Overall for the whole group, Terry got a higher vote using AFT than VFT after group discussions, thereby contradicting Keeney’s (1996) arguments on the importance of VFT in promoting optimal decisions. Pat, who was supposedly the worst candidate, received more votes after group discussions, as opposed to Terry and Chris (who were better).

A more appropriate method for analysing the effect of VFT and ADT on decision techniques within groups could be found in Task B, wherein the class had to choose a SUP from three other candidates. During pre-group discussions and based on the information provided, Alex was the best option due to his proposal on introducing emergency phones and information about scholarships for students, therefore students voted in accordance to the expected rank of each candidate.
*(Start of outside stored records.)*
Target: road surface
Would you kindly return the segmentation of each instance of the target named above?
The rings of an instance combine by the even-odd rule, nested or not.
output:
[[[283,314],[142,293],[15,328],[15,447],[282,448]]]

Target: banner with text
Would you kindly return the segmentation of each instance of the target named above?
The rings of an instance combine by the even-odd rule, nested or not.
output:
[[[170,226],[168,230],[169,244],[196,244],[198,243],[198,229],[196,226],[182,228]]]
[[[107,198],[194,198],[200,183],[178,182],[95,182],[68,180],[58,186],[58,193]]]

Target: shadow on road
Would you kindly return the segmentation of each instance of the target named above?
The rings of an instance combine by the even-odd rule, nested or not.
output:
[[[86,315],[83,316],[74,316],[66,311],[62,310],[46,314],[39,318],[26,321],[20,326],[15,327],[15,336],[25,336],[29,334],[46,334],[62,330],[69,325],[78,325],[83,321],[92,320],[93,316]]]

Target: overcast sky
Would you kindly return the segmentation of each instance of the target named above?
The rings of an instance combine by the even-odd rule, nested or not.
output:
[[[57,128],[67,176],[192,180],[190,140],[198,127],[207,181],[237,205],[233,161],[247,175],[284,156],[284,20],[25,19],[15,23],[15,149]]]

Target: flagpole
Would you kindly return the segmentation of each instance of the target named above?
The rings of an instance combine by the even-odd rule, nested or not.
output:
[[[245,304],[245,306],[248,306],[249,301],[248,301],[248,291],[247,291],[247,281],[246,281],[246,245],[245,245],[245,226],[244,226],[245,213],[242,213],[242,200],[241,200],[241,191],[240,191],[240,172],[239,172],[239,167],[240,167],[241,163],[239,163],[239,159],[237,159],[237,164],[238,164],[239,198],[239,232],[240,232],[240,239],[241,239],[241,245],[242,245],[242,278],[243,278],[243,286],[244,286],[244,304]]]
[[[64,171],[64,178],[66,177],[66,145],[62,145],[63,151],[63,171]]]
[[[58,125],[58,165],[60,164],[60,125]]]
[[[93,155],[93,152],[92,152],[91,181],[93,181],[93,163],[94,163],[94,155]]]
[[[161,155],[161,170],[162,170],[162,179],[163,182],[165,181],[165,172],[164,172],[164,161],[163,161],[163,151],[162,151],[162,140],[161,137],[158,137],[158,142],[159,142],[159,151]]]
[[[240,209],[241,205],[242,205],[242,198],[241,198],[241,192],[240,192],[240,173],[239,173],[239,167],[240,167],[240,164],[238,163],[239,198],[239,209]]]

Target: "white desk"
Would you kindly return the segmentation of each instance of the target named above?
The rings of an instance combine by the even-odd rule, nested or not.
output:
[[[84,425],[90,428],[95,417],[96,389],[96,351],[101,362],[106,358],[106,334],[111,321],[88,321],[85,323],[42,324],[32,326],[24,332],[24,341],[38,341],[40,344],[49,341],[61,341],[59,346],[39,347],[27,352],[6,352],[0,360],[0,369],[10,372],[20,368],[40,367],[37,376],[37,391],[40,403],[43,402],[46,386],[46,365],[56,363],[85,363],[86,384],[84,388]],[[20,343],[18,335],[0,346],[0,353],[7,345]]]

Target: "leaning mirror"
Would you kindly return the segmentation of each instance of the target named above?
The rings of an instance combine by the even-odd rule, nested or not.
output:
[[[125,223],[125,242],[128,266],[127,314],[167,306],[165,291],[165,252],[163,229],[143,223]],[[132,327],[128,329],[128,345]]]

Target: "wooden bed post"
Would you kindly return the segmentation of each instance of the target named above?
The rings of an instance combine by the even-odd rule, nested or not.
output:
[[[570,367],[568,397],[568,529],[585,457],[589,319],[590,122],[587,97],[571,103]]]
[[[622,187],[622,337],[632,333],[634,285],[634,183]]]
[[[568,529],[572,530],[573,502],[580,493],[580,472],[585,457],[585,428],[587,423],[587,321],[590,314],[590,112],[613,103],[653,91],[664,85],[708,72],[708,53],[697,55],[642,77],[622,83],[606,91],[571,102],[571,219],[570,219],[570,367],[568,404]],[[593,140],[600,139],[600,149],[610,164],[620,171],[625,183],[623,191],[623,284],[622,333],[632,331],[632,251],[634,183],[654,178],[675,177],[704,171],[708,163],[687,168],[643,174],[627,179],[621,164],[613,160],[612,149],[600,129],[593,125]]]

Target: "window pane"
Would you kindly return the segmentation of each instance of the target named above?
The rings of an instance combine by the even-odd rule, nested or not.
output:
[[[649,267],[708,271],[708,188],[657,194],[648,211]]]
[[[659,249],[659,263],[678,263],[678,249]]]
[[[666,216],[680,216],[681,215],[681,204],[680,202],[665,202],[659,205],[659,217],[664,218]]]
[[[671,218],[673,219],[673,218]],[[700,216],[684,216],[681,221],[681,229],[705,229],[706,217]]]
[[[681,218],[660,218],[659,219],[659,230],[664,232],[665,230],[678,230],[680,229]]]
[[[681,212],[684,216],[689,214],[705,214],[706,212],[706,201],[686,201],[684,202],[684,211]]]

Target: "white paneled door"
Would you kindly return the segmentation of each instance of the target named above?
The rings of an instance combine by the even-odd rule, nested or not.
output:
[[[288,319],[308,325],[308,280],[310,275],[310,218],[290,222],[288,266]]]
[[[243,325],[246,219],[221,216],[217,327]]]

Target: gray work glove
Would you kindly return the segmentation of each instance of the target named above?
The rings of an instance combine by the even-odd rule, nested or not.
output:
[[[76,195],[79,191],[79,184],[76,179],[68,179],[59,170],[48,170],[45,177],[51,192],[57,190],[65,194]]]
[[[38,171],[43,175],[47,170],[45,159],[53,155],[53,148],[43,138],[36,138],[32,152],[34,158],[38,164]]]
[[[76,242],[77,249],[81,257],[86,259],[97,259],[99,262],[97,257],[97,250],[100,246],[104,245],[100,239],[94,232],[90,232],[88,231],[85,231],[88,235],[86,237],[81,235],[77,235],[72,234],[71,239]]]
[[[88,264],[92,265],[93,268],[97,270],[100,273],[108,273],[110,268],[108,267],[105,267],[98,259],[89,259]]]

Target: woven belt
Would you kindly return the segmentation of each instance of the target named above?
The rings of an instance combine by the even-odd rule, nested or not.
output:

Using the AFT or VFT, Alex received the highest rank. However, after the hidden values were introduced, the best choice (Jo) did not receive as much votes as was expected. The group’s failure to vote as expected emphasizes Stasser and Titus’ theories on the inability of groups reach optimal decisions during hidden profile situations. However, Jo received as much as 8 new votes, though not enough to attain SUP, but enough to discredit Stasser and Titus’ other argument that states: “team often spend more time discussing information already known by all group members, as opposed to new information that may be unique and helpful during the group session”. The group actively discussed the extra information, which resulted in Jo gaining 8 more votes.

Based on the results from Task B, the VFT was the most instrumental in enabling the change of votes, since 5 more votes were registered through this technique. Using only the VFT, Jo would have gained the highest mark, compared to other contestants, by bagging the highest votes of 10. The VFT was therefore more instrumental in promoting better decision quality and reducing hidden profile effect in Task B, as opposed to AFT. Personally, I changed my votes, as Jo’s arguments were in line with my values of getting home safely and comfortably, whilst having unrestricted wireless Internet service.

CONCLUSION

Therefore, based on Task B and the literature review analysed, it could be concluded that Value Focused Thinking, is indeed quite useful in enabling the expression of different opinions within groups (Keeney, 1996), which could lead to a diversity of values, expectations and requirements. This diversity could then help promote dissent, enabling each team member to express their opinions based on individual values, as opposed to general consensus.

The Hidden Profile effect would therefore cease to be much of a problem anymore, since individuals could easily realign their decisions to conform with each new information that has been provided and could therefore have the best optimal decision based on those values. Arguments of Williams O’Reilly (1998) and Brodbeck et al (2002) have therefore been confirmed based on these findings. Value Focused Thinking is essential in reducing the effect of Hidden Profiles.